Clarity on What to Blog About

In yesterday’s post, What to Blog About?, and in the later comments I used an example of content researching for someone starting a blog about acne just to illustrate that even topics which you might not normally think would have a lot of online active communities likely do if you just search for them.

My intention was not to say anyone should go and use the personal sufferings of people afflicted with any medical condition to simply build profitable niche sites about. One reader’s email contact questioned me on this, so I wanted to be sure I was clear on that.

Honestly, my posting yesterday had nothing to do with “what to build sites about” for anybody, it was just a sharing of existing resources for anyone who might be starting a site on any topic at all.

It doesn’t matter if your site is about remote control toys or breast cancer, that just wasn’t the question I was addressing. The point was to show that whatever you may be starting a site (or blog) about, you can find good communities online already where the existing conversations can help to spark content ideas for you.

And even in cases where the topic would be about medical conditions or something else that people suffer with, I stand behind the use of existing communities for content idea generation for what I think is a very good reason:

To build a useful and resourceful site on any topic, you need to know what people want or need information and help on.
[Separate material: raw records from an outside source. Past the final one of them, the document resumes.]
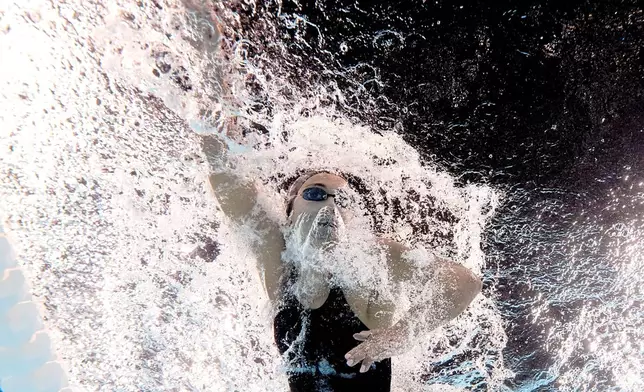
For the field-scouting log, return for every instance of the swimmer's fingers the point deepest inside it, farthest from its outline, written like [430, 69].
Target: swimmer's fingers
[356, 355]
[362, 336]
[366, 365]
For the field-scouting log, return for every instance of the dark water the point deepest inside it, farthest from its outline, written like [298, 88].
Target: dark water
[543, 100]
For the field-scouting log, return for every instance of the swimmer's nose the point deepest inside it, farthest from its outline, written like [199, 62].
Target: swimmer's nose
[326, 218]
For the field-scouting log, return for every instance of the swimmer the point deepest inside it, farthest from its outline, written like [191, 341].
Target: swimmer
[323, 330]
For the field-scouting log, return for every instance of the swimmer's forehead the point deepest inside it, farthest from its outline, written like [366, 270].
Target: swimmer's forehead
[328, 180]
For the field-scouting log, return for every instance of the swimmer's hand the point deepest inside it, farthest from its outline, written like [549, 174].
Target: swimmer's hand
[378, 344]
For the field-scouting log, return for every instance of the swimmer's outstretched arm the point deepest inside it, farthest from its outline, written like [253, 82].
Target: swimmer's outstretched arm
[237, 197]
[453, 287]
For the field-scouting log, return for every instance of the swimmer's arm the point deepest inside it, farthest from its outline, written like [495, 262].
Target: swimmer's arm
[451, 288]
[237, 199]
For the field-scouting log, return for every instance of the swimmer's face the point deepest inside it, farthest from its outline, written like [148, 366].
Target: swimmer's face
[325, 183]
[316, 220]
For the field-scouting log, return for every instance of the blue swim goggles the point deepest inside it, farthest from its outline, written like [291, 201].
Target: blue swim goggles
[316, 194]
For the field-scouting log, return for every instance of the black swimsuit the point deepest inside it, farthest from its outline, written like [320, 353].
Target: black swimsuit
[314, 342]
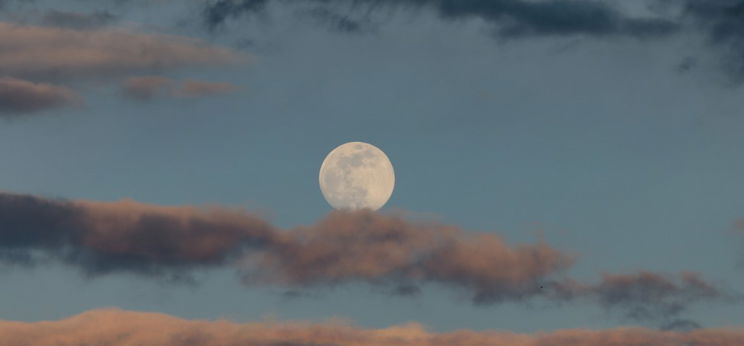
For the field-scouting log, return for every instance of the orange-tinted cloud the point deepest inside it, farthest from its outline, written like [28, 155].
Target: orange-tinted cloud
[145, 87]
[21, 96]
[117, 327]
[344, 247]
[52, 53]
[195, 88]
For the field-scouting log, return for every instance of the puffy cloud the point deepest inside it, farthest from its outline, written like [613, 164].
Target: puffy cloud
[145, 87]
[19, 96]
[76, 20]
[113, 326]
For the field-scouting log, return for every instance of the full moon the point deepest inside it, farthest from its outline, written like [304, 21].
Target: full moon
[355, 176]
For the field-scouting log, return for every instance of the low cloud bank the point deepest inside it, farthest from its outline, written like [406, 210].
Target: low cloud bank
[112, 326]
[344, 247]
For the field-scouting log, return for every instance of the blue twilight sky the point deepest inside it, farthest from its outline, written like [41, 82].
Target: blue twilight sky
[625, 151]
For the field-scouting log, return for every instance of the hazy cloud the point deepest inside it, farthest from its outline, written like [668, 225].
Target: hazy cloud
[19, 96]
[113, 326]
[511, 17]
[76, 20]
[195, 88]
[51, 53]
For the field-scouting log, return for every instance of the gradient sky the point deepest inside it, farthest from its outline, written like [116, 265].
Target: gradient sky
[623, 150]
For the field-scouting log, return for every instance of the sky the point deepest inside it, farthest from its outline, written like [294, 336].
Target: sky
[566, 172]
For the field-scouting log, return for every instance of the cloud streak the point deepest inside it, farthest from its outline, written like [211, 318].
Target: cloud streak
[148, 87]
[113, 326]
[55, 53]
[512, 18]
[344, 247]
[19, 96]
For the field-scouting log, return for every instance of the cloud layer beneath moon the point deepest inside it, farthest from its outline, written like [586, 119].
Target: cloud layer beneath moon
[344, 247]
[112, 326]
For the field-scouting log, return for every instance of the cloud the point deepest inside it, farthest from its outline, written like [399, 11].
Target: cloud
[512, 18]
[113, 326]
[148, 87]
[195, 88]
[344, 247]
[723, 24]
[19, 96]
[645, 296]
[76, 20]
[38, 52]
[369, 247]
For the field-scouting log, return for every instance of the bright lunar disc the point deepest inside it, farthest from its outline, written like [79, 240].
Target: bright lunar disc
[357, 175]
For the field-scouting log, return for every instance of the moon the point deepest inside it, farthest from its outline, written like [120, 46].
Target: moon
[357, 175]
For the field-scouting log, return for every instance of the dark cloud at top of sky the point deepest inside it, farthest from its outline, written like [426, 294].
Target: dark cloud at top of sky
[723, 24]
[19, 96]
[344, 247]
[120, 327]
[512, 18]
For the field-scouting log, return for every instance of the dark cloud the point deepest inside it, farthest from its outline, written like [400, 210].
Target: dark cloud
[645, 296]
[216, 12]
[19, 96]
[512, 17]
[102, 237]
[75, 20]
[117, 327]
[344, 247]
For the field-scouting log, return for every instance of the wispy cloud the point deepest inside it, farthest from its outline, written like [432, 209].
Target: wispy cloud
[54, 53]
[113, 326]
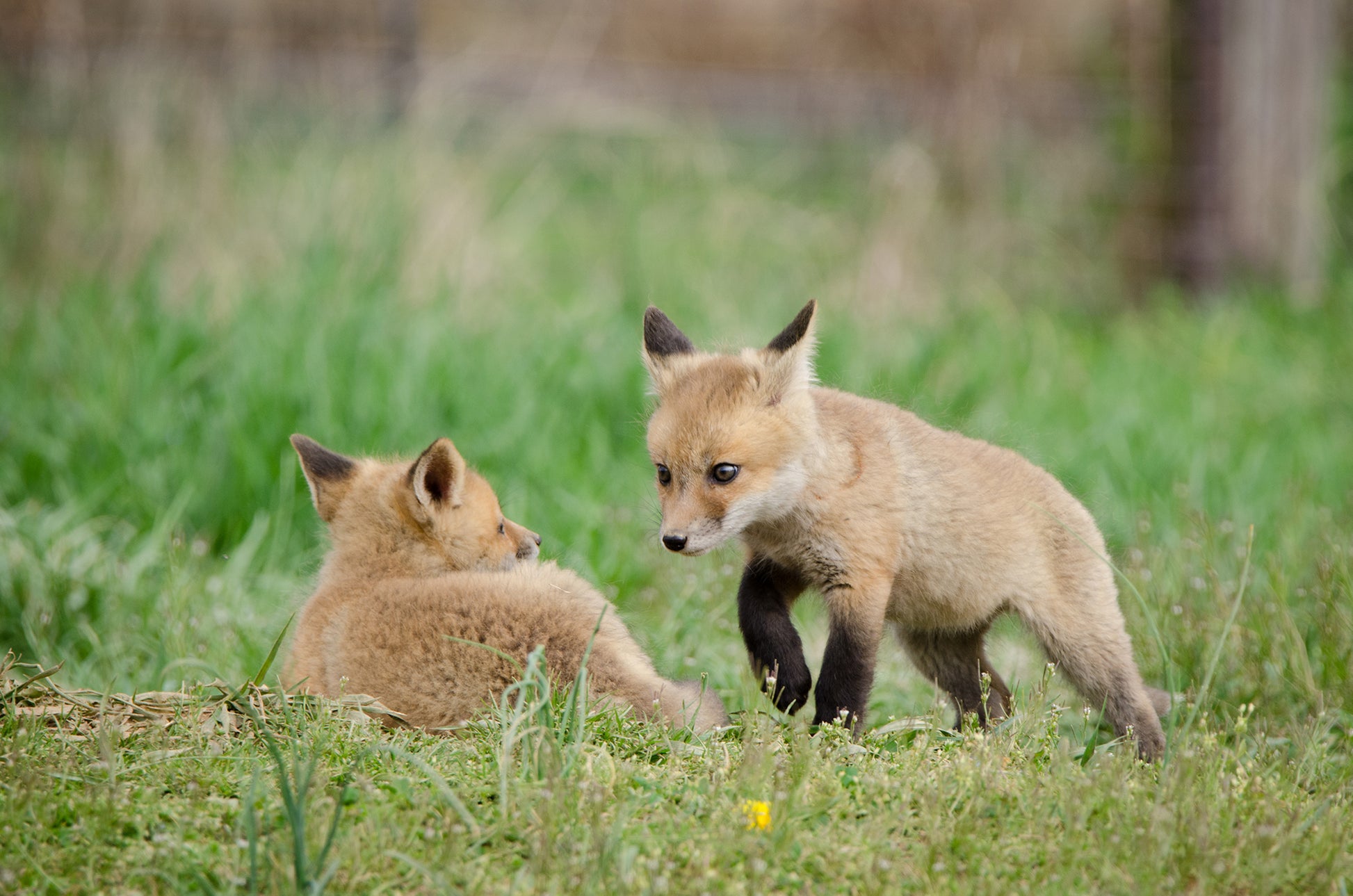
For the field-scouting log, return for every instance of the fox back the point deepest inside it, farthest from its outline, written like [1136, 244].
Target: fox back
[430, 600]
[892, 520]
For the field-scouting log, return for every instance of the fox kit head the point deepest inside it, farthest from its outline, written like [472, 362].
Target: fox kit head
[426, 517]
[731, 432]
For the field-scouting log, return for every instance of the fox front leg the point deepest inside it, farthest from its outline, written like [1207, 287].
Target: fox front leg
[848, 674]
[773, 644]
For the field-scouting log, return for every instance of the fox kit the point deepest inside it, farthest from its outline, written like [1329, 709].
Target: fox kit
[892, 520]
[421, 551]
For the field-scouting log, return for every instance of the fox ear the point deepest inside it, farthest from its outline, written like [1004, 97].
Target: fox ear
[665, 348]
[789, 357]
[439, 475]
[326, 474]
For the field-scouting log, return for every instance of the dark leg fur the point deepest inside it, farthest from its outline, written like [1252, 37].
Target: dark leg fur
[955, 662]
[1112, 683]
[773, 643]
[848, 676]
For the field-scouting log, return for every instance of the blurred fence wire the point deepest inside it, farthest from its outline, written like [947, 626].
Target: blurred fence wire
[1215, 113]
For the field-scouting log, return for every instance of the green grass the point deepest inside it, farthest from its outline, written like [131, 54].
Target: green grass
[177, 300]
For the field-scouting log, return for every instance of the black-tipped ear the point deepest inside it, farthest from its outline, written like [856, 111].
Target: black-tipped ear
[662, 337]
[325, 473]
[797, 329]
[439, 475]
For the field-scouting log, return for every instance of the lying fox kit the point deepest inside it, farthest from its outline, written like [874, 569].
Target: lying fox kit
[421, 551]
[892, 520]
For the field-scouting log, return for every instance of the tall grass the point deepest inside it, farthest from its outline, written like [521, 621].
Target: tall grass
[177, 301]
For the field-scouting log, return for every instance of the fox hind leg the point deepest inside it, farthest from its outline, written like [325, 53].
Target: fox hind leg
[957, 662]
[1095, 653]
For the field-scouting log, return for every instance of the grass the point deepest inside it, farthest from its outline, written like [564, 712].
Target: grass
[179, 298]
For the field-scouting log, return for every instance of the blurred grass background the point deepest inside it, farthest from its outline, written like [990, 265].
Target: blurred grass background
[190, 274]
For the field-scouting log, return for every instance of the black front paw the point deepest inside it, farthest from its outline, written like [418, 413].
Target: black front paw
[789, 688]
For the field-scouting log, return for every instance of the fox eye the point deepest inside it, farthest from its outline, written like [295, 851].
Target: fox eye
[724, 471]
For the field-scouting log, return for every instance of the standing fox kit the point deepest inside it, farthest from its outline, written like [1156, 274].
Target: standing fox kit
[421, 551]
[892, 520]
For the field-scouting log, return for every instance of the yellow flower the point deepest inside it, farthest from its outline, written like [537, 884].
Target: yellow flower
[758, 814]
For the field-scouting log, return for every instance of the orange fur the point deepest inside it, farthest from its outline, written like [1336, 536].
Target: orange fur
[421, 551]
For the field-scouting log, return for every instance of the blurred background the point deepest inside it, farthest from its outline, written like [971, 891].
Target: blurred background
[1198, 131]
[1112, 234]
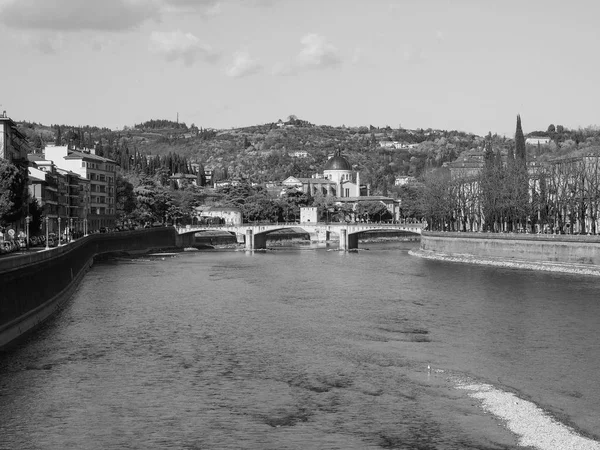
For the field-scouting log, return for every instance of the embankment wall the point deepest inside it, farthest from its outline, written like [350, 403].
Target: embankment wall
[32, 286]
[564, 249]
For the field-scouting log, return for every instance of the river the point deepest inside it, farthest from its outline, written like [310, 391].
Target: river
[301, 348]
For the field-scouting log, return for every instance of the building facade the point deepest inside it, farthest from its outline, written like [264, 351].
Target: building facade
[13, 144]
[100, 173]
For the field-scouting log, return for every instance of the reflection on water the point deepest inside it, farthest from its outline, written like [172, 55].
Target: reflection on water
[300, 349]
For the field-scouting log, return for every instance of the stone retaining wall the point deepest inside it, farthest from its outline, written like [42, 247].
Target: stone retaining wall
[33, 285]
[564, 249]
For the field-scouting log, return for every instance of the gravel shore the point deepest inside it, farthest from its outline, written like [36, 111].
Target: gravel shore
[531, 424]
[580, 269]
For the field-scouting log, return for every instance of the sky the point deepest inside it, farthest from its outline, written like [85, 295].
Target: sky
[468, 65]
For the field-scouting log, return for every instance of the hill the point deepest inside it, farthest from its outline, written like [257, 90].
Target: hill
[271, 152]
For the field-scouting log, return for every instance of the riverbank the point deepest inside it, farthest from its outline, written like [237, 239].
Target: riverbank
[34, 285]
[579, 269]
[533, 426]
[576, 254]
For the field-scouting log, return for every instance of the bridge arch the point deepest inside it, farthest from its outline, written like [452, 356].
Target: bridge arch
[255, 235]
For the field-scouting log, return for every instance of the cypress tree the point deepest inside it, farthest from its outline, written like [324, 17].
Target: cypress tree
[519, 142]
[58, 140]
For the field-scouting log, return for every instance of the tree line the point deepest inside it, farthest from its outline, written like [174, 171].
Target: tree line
[510, 194]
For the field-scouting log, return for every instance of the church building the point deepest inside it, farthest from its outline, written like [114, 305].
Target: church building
[338, 180]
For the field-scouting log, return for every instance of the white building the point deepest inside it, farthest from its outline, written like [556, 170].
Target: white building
[101, 172]
[533, 140]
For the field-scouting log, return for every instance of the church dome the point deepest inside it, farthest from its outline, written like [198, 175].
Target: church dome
[338, 162]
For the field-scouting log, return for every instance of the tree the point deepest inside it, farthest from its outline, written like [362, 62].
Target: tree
[126, 201]
[520, 153]
[437, 200]
[201, 176]
[13, 192]
[58, 140]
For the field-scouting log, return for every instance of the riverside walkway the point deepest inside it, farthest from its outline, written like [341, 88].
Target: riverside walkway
[255, 235]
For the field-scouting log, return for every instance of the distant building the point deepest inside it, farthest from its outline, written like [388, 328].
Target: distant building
[60, 193]
[299, 154]
[181, 179]
[228, 215]
[396, 145]
[533, 140]
[340, 181]
[308, 214]
[13, 144]
[401, 180]
[101, 173]
[337, 180]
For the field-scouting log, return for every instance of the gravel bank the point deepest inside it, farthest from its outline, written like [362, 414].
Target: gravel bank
[580, 269]
[530, 423]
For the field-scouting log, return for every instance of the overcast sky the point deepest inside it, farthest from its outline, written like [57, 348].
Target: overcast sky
[470, 65]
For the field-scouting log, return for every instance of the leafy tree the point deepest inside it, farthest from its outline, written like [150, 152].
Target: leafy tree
[58, 140]
[13, 192]
[35, 213]
[126, 199]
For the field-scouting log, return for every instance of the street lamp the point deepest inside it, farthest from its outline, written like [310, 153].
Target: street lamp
[47, 242]
[27, 220]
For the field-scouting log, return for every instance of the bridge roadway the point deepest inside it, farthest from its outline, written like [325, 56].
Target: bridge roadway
[255, 235]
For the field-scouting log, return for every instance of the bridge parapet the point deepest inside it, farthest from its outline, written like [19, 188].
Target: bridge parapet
[255, 234]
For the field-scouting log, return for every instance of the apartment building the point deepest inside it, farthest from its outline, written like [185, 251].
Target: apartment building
[100, 210]
[13, 144]
[60, 193]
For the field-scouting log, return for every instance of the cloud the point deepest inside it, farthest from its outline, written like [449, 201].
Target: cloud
[316, 53]
[202, 7]
[414, 55]
[176, 45]
[76, 15]
[243, 65]
[357, 55]
[48, 45]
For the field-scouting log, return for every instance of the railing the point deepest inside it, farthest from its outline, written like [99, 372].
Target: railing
[300, 224]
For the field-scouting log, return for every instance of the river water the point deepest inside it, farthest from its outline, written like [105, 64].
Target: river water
[301, 348]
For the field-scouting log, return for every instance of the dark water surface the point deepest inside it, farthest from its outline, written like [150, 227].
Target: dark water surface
[297, 349]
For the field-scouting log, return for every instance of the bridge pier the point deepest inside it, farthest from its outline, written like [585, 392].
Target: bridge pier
[343, 245]
[255, 241]
[352, 241]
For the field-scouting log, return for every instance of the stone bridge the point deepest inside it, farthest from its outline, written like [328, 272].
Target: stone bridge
[255, 235]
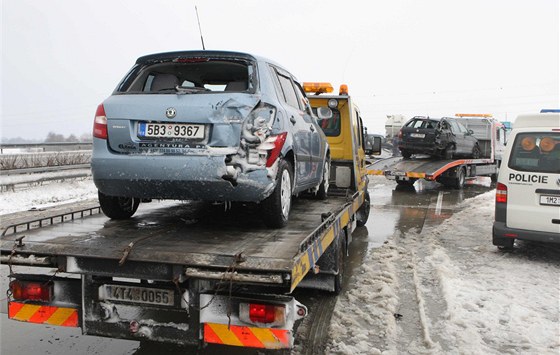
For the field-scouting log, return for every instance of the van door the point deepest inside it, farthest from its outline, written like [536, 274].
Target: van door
[533, 182]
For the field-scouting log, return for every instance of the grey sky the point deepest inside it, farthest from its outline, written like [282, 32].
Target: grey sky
[61, 58]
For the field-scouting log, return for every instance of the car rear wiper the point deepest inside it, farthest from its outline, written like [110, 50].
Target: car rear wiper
[181, 90]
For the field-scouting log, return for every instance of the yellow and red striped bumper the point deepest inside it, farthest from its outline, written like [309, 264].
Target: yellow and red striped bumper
[265, 338]
[32, 313]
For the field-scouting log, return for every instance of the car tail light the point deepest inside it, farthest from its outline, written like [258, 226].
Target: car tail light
[270, 314]
[37, 291]
[100, 123]
[278, 142]
[501, 193]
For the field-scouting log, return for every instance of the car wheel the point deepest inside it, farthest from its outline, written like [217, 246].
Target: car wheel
[324, 187]
[476, 152]
[116, 207]
[276, 207]
[459, 180]
[404, 182]
[448, 152]
[363, 212]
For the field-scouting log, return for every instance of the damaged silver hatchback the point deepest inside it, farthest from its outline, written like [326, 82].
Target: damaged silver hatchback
[208, 125]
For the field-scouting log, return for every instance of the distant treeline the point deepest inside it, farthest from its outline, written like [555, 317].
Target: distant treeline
[51, 138]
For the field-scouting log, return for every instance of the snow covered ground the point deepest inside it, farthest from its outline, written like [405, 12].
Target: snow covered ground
[44, 195]
[469, 298]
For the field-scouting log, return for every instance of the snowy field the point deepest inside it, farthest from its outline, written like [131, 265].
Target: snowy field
[469, 298]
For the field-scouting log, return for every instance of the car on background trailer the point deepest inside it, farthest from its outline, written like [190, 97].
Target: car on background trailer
[208, 125]
[439, 137]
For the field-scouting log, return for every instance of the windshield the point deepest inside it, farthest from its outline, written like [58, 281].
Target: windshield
[537, 152]
[190, 75]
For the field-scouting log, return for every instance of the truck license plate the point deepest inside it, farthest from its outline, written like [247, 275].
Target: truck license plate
[550, 200]
[137, 294]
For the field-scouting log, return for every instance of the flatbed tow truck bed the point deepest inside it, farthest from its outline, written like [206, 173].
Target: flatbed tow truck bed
[448, 172]
[171, 235]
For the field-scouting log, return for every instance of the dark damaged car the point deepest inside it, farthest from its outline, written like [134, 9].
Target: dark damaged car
[439, 137]
[208, 125]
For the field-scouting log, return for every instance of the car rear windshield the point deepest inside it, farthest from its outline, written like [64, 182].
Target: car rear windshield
[190, 75]
[536, 152]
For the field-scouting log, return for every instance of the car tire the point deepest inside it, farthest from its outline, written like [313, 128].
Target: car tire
[276, 207]
[476, 152]
[116, 207]
[362, 214]
[459, 180]
[448, 152]
[404, 182]
[323, 191]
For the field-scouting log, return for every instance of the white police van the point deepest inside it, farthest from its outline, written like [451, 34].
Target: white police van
[528, 187]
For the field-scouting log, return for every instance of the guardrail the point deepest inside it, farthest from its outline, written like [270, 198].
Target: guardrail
[47, 146]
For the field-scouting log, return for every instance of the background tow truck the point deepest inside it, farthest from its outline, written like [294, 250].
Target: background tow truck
[186, 273]
[491, 135]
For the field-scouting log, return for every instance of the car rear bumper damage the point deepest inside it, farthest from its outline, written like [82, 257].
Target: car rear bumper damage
[178, 177]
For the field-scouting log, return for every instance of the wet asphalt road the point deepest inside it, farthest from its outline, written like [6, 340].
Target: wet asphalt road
[393, 209]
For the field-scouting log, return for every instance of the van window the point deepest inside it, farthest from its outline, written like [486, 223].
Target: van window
[536, 152]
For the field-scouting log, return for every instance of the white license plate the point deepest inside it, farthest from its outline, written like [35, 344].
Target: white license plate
[137, 294]
[171, 130]
[550, 200]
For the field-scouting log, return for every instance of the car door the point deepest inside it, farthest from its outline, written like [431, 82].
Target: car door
[316, 135]
[460, 138]
[300, 128]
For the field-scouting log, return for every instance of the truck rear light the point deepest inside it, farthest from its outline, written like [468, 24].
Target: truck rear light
[256, 313]
[100, 123]
[278, 142]
[36, 291]
[501, 193]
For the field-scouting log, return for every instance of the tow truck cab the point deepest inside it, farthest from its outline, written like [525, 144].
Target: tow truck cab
[341, 121]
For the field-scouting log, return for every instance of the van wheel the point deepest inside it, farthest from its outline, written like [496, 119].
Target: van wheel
[476, 152]
[116, 207]
[505, 244]
[324, 187]
[276, 207]
[340, 254]
[363, 212]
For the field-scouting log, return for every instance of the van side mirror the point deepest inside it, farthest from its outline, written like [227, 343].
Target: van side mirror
[373, 146]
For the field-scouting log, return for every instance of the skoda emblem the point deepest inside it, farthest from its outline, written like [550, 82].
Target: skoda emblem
[170, 112]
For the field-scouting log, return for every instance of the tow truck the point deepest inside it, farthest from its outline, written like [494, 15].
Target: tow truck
[491, 135]
[185, 273]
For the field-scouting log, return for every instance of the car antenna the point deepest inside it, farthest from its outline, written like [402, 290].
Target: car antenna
[199, 29]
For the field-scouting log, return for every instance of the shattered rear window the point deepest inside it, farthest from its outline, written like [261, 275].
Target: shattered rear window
[190, 75]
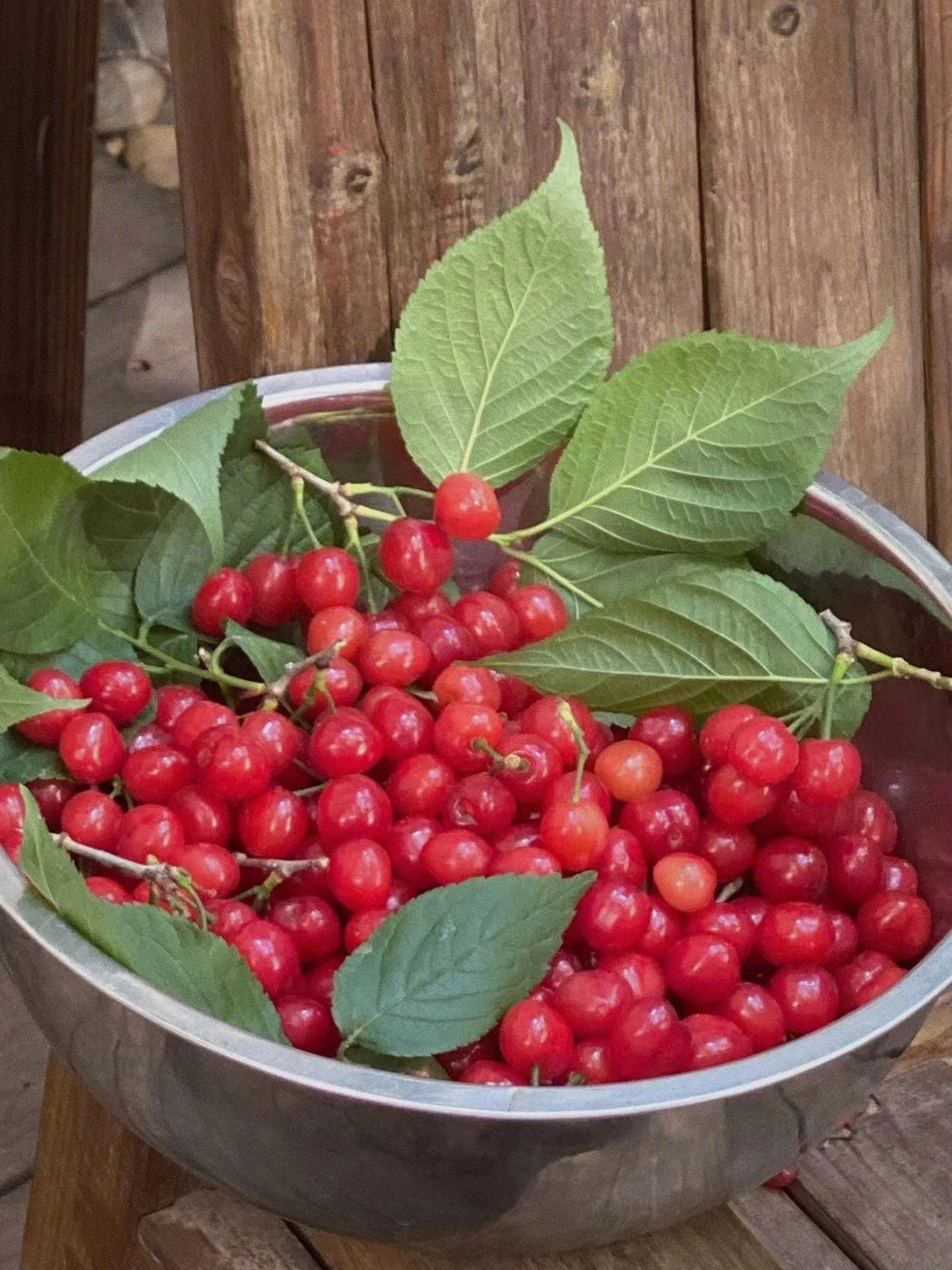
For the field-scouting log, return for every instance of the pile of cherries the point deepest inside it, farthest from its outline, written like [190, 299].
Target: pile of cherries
[747, 885]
Again, using the acne blog example, it would be a waste of people’s time to create a bunch of blog postings on acne unless those postings addressed the actual questions and concerns sufferers are having.

The best way to know what those are is to go straight to the source.

Sure, I’m usually all about marketing with my web sites and earning a living, but that doesn’t mean that I don’t want to provide the best information and resources that I possibly can to visitors of my sites.

I mean, that’s kind of what makes being involved in marketing online rather the offline so attractive to me.

Offline marketing is all about pushing your message on others regardless of their actual needs. Where online marketing is about the targeted matching of your message to people’s needs. It’s win-win for everyone in my opinion.